In a sense, "Reagan and Gorbachev" is the offspring of an intimate (and, I must say, inherently suspect) encounter between two institutions of the American democracy: the media Establishment, represented here by Talbott, Time Magazine's Washington bureau chief, and the foreign policy Establishment in the person of Mandelbaum, a senior fellow of the Council on Foreign Relations. The authors explain that their book grew out of a "study group on U.S.-Soviet relations" sponsored by the council, one of those gatherings of eminent persons where the conventional wisdom of American politics is talked out. As a result, "Reagan and Gorbachev" embodies a kind of benchmark of foreign policy, against which Reagan is measured and found wanting.
Reagan's failing, as we are reminded by Talbott and Mandelbaum, is that he's a simple man, with a simplistic view of the world, whose finger is on the nuclear trigger. "Reagan and his team came into office believing that . . . the task of American foreign policy was to conduct a unilateral military buildup and go back on the offensive politically," the authors write. The authentic Reagan, they say, is the one who decried the Soviet Union as an "evil empire." When his political cronies ("With the support of Mrs. Reagan," the authors report) began to worry about Reagan's strident tone during the 1984 presidential campaign, the Great Communicator was given new lines to speak; Reagan voiced a toned-down rhetoric of "credible deterrence and peaceful competition." But the reality of the so-called Reagan Doctrine--"Born on the beaches of Grenada in October, 1983"--was a threat to the fragile nuclear equilibrium under which we have survived since 1945: "The message of the American government was that it had both the right and the intention to seek unilateral advantages of its own, or at least to roll back the advantages the Soviets had seized in the 1970s."
The true Reagan, we are given to understand, was the radical Reagan. "Whatever euphemism he might have adopted in the way he addressed the problem (of relations between the superpowers), he nonetheless believed that the Soviet Union was indeed both evil and an empire," the authors write, "that it did not deserve rights and privileges equal to those accorded the United States, and that to concede such rights and privileges would be both foolish and dangerous."
Talbott and Mandelbaum call arms control "the single most enduring piece of business that engaged the superpowers." Reagan's contribution to the crucial work of arms control was the so-called Strategic Defense Initiative (SDI), which the authors call "the greatest, the most controversial, and potentially the most revolutionary innovation of Reagan's presidency." SDI "was not the result of deep presidential immersion in the field of nuclear strategy," Talbott and Mandelbaum observe, a bit sarcastically; rather, "It was a by-product of Reagan's political instincts at work. . . . Bold, simple schemes worked well for him as political rhetoric."
Reagan envisions SDI as a kind of nuclear umbrella, a sentimental and intuitively appealing image that simply ignores the technological difficulties of a "Star Wars" defense.
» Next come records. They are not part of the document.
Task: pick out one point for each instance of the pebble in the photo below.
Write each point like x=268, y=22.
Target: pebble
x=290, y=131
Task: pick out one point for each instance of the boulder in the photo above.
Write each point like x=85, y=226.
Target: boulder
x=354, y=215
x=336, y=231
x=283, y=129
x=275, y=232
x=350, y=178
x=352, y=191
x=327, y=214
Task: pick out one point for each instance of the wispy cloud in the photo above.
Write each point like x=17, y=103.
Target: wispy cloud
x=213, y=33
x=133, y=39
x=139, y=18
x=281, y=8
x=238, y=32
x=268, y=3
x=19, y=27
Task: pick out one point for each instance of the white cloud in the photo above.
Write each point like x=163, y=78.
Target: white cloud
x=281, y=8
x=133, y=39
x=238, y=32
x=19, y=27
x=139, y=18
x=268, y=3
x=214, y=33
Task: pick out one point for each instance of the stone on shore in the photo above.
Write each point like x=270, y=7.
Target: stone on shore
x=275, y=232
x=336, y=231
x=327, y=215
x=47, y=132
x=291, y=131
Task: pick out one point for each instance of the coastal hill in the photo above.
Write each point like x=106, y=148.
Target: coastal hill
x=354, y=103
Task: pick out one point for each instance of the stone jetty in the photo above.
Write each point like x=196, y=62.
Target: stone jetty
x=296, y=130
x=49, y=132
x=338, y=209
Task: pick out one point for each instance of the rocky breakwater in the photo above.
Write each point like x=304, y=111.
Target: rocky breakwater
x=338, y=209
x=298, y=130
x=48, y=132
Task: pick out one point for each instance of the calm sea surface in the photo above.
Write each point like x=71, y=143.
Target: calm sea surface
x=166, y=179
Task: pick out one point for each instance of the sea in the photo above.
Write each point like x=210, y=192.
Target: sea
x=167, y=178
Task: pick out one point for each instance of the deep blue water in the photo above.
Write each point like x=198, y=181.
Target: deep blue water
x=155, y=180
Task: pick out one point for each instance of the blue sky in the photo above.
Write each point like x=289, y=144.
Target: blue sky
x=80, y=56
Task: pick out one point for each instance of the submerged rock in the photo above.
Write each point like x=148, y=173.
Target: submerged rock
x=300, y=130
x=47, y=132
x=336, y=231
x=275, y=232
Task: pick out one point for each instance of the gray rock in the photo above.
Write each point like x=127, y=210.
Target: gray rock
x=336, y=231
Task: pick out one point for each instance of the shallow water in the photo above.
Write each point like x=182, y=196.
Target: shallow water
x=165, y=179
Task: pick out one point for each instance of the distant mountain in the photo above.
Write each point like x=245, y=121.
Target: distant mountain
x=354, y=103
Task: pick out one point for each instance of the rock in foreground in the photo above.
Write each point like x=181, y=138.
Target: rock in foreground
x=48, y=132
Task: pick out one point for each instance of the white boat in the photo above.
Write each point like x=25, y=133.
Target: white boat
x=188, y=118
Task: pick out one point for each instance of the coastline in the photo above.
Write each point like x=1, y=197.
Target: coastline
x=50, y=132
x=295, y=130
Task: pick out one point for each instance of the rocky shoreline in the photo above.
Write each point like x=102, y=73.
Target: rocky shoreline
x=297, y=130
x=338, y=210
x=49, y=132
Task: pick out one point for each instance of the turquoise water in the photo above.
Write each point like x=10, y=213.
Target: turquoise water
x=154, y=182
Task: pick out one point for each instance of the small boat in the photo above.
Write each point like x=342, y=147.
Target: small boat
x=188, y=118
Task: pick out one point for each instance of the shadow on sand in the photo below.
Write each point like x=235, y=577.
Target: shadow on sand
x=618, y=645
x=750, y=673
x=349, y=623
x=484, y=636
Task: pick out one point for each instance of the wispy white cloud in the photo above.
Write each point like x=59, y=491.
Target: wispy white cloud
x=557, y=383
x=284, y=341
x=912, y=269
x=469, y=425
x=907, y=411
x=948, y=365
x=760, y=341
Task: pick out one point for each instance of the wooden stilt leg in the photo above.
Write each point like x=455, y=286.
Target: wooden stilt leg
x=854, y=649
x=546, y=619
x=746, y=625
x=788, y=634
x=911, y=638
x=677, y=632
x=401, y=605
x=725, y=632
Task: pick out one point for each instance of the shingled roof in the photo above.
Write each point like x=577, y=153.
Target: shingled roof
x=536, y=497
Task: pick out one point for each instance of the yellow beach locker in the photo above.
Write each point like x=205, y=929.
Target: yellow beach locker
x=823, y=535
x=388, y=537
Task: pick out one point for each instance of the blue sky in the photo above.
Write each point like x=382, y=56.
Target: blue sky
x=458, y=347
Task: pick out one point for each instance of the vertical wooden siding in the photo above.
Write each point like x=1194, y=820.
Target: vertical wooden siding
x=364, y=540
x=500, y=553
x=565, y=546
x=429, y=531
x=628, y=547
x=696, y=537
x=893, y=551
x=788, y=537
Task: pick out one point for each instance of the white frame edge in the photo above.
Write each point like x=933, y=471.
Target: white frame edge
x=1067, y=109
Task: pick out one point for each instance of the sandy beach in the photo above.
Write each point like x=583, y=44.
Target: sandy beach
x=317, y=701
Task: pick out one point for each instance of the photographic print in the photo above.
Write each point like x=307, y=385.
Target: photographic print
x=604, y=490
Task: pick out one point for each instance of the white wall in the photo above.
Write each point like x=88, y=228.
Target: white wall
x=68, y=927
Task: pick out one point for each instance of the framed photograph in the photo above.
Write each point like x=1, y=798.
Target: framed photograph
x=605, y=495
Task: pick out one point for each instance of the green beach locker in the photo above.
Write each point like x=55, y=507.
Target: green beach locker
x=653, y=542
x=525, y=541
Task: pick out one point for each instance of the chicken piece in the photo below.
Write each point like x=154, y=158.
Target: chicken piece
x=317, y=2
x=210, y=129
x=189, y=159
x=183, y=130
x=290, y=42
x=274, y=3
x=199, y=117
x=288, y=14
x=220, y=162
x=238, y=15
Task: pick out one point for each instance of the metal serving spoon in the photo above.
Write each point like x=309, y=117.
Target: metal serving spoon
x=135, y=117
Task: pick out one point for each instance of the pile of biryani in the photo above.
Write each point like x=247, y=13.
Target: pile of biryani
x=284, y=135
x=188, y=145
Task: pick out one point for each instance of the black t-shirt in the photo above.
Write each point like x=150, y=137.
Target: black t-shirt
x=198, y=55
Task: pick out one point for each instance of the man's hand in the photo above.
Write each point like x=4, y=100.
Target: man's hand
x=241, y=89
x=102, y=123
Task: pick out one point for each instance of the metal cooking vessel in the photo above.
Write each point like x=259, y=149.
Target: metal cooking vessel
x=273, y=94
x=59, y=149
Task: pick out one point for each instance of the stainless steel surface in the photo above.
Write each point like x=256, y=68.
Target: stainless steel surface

More important, SDI is fundamentally destabilizing and threatens to reverse the momentum toward arms control.
Among the casualties of SDI, the authors point out, are the bold proposals for nuclear disarmament that were put forward at the sterile summit at Reykjavik. Still, Mandelbaum and Talbott manage to strike an optimistic note: "However fiercely they may compete elsewhere," they write, "in conducting the nuclear arms race, the superpowers best serve their own interests by maintaining an equilibrium and jointly fostering the goal of strategic stability." These words reflect a genuine and profound conservatism, especially when contrasted with the truly revolutionary notion of a nuclear freeze and real disarmament, and we can only pray that Reagan will hear them, and heed them.